Tonight was different, though. Oh, the Judge was certainly in motormouth mode, blaring nonstop from his capacious back seat, as he flipped pages of the Blade and threw out pithy asides about key St. Marys County political and business figures he'd encountered at the Castle luncheon. And the Caddy ran as smoothly as ever, truly a pleasure: five hundred horsepower Earl's to command. Plus the Superintendent was sure he'd see Ruth tonight, and she would smile her proper smile and greet him by title, all the while fluttering over her husband with her most excellent help-meet act, while Earl watched with a half bemused smile, thinking about her grunting and thrashing sweatily beneath him as he pronged her with furious thrusts, at the same time squeezing the breath out of her.
Yes, tonight was different, and it was different because of the way today had gone.
For one thing, he'd given some thought to the event -- a party, of sorts -- Ruth had asked him to arrange for them. His conclusion? It was crazy, even nuttier than the boar-hunting episode. But how to evade it?
For another thing, he'd seen Clarisa again. This time she was driving a rattletrap Dodge Omni along the Serpentine Wall. Passing her the other way, Earl had seen her clearly; seen her two kids in their back seat booster chairs too. But by the time he found a way to turn around, even the powerful Corvette could not catch him up with her.

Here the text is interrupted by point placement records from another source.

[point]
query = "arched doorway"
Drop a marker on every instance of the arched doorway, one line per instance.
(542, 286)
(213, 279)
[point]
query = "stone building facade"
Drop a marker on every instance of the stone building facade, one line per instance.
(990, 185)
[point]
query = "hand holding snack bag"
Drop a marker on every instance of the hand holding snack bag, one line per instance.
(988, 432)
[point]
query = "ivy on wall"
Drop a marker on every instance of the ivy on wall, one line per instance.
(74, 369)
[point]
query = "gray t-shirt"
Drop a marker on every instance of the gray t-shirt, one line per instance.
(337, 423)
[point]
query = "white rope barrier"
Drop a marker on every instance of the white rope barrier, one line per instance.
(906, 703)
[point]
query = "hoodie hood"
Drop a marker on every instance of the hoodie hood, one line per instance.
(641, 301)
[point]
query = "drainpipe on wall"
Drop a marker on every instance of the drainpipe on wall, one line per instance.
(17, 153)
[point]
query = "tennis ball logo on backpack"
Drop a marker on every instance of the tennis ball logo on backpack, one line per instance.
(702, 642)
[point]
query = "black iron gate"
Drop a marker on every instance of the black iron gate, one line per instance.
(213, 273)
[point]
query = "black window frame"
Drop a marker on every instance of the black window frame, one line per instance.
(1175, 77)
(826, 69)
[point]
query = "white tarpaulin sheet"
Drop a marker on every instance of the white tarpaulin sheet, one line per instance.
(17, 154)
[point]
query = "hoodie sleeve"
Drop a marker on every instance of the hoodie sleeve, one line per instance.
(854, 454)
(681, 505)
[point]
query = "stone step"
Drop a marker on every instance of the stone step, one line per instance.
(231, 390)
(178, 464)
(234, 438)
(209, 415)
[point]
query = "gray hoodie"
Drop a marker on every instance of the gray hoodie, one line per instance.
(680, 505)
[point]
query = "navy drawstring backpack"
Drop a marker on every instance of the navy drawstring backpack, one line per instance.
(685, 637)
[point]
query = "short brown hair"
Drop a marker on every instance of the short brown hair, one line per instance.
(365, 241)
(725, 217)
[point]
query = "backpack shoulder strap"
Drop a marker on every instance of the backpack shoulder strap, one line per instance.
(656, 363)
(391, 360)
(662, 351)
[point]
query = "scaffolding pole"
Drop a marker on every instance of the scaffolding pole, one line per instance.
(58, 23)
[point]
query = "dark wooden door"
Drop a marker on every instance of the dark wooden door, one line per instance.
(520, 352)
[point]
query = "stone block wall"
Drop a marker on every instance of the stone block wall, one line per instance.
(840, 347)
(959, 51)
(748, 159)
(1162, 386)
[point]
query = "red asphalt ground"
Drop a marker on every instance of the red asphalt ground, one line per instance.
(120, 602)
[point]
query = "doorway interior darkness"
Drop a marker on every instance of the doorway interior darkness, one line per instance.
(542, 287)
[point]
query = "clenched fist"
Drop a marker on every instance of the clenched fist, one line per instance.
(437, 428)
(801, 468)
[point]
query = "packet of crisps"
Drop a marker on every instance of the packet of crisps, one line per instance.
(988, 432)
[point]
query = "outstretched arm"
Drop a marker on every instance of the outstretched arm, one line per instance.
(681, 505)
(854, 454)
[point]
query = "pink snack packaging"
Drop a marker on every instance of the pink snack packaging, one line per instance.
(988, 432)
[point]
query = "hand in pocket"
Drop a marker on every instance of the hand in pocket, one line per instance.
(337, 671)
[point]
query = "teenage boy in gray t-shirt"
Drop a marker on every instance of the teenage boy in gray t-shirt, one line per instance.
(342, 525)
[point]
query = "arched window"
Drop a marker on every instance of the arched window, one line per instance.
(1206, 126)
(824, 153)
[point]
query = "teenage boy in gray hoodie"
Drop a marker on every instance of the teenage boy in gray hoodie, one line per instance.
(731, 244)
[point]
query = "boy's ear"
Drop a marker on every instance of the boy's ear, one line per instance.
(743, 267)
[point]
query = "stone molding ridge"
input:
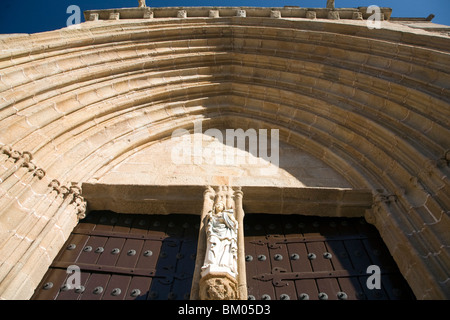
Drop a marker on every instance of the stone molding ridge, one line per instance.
(290, 12)
(20, 159)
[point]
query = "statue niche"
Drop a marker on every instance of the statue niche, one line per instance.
(221, 251)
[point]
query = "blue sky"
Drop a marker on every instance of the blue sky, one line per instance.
(30, 16)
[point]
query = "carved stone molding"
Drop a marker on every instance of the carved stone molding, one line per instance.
(21, 159)
(219, 286)
(76, 199)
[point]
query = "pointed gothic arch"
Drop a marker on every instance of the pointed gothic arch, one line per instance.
(371, 104)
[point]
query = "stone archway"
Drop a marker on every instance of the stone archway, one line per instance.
(372, 106)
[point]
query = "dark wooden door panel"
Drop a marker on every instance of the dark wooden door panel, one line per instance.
(311, 258)
(123, 257)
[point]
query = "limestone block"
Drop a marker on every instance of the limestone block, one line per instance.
(275, 14)
(93, 17)
(182, 14)
(148, 14)
(333, 15)
(114, 16)
(311, 14)
(214, 13)
(357, 16)
(241, 13)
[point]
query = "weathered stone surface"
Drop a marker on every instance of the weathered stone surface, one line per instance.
(356, 109)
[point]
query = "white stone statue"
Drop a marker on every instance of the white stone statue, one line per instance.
(221, 251)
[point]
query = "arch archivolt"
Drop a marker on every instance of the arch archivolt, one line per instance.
(373, 107)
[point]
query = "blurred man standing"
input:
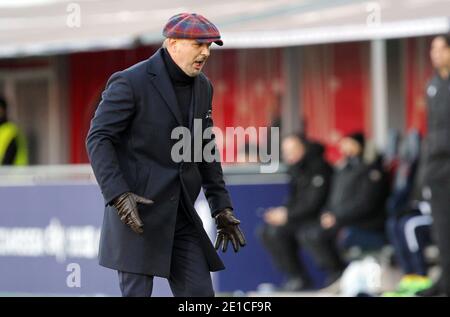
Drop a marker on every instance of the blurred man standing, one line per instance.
(130, 148)
(437, 156)
(310, 178)
(13, 148)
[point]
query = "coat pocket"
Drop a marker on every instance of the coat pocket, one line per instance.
(143, 177)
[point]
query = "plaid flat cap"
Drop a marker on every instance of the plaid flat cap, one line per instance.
(192, 26)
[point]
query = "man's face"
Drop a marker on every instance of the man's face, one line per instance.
(293, 150)
(349, 147)
(440, 53)
(189, 54)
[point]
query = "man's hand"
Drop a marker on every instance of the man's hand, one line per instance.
(276, 216)
(126, 205)
(327, 220)
(228, 229)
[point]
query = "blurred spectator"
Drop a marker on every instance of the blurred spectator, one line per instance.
(437, 157)
(13, 149)
(309, 184)
(352, 216)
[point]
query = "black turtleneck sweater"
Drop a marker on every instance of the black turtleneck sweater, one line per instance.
(182, 85)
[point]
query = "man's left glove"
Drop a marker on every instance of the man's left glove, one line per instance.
(228, 229)
(126, 205)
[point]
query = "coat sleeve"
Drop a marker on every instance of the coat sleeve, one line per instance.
(111, 119)
(212, 175)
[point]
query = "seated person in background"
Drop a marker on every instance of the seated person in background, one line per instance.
(408, 223)
(409, 235)
(310, 178)
(353, 215)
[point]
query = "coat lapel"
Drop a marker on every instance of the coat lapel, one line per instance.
(161, 81)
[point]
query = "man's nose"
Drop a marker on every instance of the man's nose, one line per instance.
(205, 49)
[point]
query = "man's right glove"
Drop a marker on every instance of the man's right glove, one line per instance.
(228, 229)
(126, 205)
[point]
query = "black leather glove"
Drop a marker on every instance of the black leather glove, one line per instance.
(126, 205)
(228, 229)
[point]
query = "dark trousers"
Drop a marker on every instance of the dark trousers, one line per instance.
(440, 208)
(281, 242)
(189, 271)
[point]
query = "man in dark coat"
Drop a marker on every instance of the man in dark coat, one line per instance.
(150, 226)
(310, 177)
(436, 169)
(353, 214)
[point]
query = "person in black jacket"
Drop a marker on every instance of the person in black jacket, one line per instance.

And then this afternoon Earl had learned via back channel means that the official status of the Medardo case was still listed as active. This made no sense. All things considered, by this time the status should have been downgraded to inactive and allowed to molder peacefully in the records.
Why still active?
What leads were they pursuing?
How could Earl find out, and then --
"Are you listening, Earl," the Judge repeated.
Startled, Earl realized he was about to overshoot the exit onto Pine Parkway. Expertly he drew the Caddy down and into the turn, replying as he did so: "Sorry, Judge, what was it again?"
"I had a talk today with a parole officer, young man I befriended years ago," the Judge said easily. "Name of McGladrey. Know him?"
Earl pursed his lips. "Oh, we've crossed paths."
"Know anything about him?"
"Not really."
"Well, he seems to know a thing or two about you."
"That so?"
"Seems to think," the Judge said with studied casualness, "that you've been doing some big-time misbehaving." A snap came, and some breathy sounds, and the aroma of cigar smoke. "So, Mister Earl Bucaro, just between you and me and the fencepost: What have you been up to?"